更詳細的說明，請參閱AWS官方文件：https://docs.aws.amazon.com/IAM/latest/UserGuide/id_users_create.html

設定 aws-sdk

安裝 AWS CLI： 在您的系統上安裝 AWS CLI。
驗證安裝： 開啟終端機或命令提示字元並輸入 aws --version 以確保 CLI 已正確安裝。
設定 AWS CLI： 執行 aws configure 並提供您下載的 .csv 檔案中的存取金鑰、秘密存取金鑰和區域。

專案目錄

my-directory/
│
├── client/
│   └── src/
│       └── App.jsx
│   └── public/
│   └── package.json
│   └── ... (other React project files)
│
└── server/
    ├── index.js
    └── rekognition/
        └── aws.rek.js

設定前端

npm 建立 vite @latest。 -- --模板反應
它將在客戶端資料夾中建立反應項目。

在 App.jsx 中

import { useState } from "react";

function App() {
  const [img, setImg] = useState(null);

  const handleImg = (e) => {
    setImg(e.target.files[0]);  // Store the selected image in state
  };

  const handleSubmit = (e) => {
    e.preventDefault();
    if (!img) return;

    const formData = new FormData();
    formData.append("img", img);
    console.log(formData);      // Log the form data to the console
  };

  return (
    <div>
      <form onSubmit={handleSubmit}>
        <input type="file" name="img" accept="image/*" onChange={handleImg} />
        <br />
        <button type="submit">Submit</button>
      </form>
    </div>
  );
}

export default App;

讓我們透過確保圖像在提交後記錄到控制台來測試一下。

現在，讓我們轉到後端並開始為這個專案製作靈魂。

初始化後端

在伺服器資料夾

npm init -y
npm install express cors nodemon multer @aws-sdk/client-rekognition
我創建了一個單獨的資料夾用於重新識別，以處理分析邏輯並在該資料夾內建立一個檔案。

//aws.rek.js

import {
  RekognitionClient,
  DetectTextCommand,
} from "@aws-sdk/client-rekognition";

const client = new RekognitionClient({});

export const Reko = async (params) => {
  try {
      const command = new DetectTextCommand(
          {
              Image: {
                  Bytes:params  //we are using Bytes directly instead of S3
              }
        }
    );
    const response = await client.send(command);
    return response
  } catch (error) {
    console.log(error.message);
  }
};

說明

我們初始化一個 RekognitionClient 物件。由於我們已經配置了 SDK，所以我們可以將大括號留空。
我們建立一個非同步函數 Reko 來處理影像。
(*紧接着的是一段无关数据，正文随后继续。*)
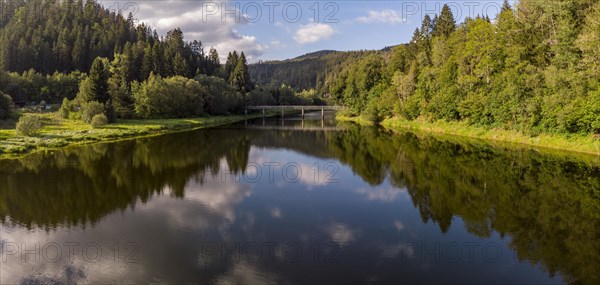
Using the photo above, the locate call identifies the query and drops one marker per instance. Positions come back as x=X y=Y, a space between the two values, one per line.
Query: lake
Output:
x=299 y=201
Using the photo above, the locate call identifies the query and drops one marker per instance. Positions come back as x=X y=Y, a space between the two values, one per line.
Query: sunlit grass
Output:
x=58 y=132
x=577 y=142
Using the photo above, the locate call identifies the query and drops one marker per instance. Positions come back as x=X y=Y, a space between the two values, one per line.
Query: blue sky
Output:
x=272 y=30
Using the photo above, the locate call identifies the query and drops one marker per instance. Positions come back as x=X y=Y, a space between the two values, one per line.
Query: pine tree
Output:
x=99 y=81
x=230 y=65
x=240 y=78
x=213 y=62
x=445 y=23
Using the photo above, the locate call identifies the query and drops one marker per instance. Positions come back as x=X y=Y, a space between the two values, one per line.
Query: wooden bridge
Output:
x=292 y=107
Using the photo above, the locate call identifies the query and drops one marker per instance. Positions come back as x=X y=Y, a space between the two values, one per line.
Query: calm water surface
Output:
x=271 y=201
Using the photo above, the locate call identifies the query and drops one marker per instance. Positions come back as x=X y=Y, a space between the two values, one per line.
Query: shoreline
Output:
x=576 y=144
x=58 y=133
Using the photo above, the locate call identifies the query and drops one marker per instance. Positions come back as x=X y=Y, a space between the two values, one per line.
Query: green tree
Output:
x=240 y=78
x=98 y=76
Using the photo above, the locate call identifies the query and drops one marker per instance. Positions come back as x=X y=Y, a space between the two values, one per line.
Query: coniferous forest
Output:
x=80 y=54
x=533 y=68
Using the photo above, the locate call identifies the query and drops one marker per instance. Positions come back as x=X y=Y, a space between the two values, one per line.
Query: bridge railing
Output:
x=295 y=107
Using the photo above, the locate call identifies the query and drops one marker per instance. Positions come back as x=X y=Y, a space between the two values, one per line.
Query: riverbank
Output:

在此函數中初始化一個 DetectTextCommand 對象，該物件以位元組為單位取得圖像。
這個DectedTextCommand專門用於文字偵測。
函數等待回應並傳回它。

建立 API

在伺服器資料夾中，建立一個檔案index.js 或任何你想要的名稱。

//index.js

import express from "express"
import multer from "multer"
import cors from "cors"
import { Reko } from "./rekognition/aws.rek.js";

const app = express()
app.use(cors())
const storage = multer.memoryStorage()
const upload = multer()
const texts = []
let data = []

app.post("/img", upload.single("img"), async(req,res) => {
    const file = req.file
    data = await Reko(file.buffer)
    data.TextDetections.map((item) => {
        texts.push(item.DetectedText)
    })
    res.status(200).send(texts)
})

app.listen(3000, () => {
    console.log("server started");
})

說明

初始化express並啟動伺服器。
我們使用 multer 來處理多部分錶單數據，並將其暫時儲存在緩衝區中。
建立發布請求以從使用者取得影像。這是一個非同步函數。
使用者上傳圖片後，該圖片將在 req.file 中可用
這個 req.file 包含一些屬性，其中有一個 Buffer 屬性將我們的圖像資料保存為 8 位元緩衝區。
我們需要它，因此我們將該 req.file.buffer 傳遞給 rekognition 函數。分析後，函數傳回物件數組。
我們正在將這些物件中的文字傳送給使用者。

回到前端

import axios from "axios";
import { useState } from "react";
import "./App.css"; 

function App() {
  const [img, setImg] = useState(null);
  const [pending, setPending] = useState(false);
  const [texts, setTexts] = useState([]);

  const handleImg = (e) => {
    setImg(e.target.files[0]);
  };

  const handleSubmit = async (e) => {
    e.preventDefault();
    if (!img) return; 

    const formData = new FormData();
    formData.append("img", img);

    try {
      setPending(true);
      const response = await axios.post("http://localhost:3000/img", formData);
      setTexts(response.data);
    } catch (error) {
      console.log("Error uploading image:", error);
    } finally {
      setPending(false);
    }
  };

  return (
    <div className="app-container">
      <div className="form-container">
        <form onSubmit={handleSubmit}>
          <input type="file" name="img" accept="image/*" onChange={handleImg} />
          <br />
          <button type="submit" disabled={pending}>
            {pending ? "Uploading..." : "Upload Image"}
          </button>
        </form>
      </div>

      <div className="result-container">
        {pending && <h1>Loading...</h1>}
        {texts.length > 0 && (
          <ul>
            {texts.map((text, index) => (
              <li key={index}>{text}</li>
            ))}
          </ul>
        )}
      </div>
    </div>
  );
}

export default App;

使用 Axios 發布圖片。並將回應儲存在文字狀態中。
顯示文本，目前我使用index作為Key，但不鼓勵使用Index作為key。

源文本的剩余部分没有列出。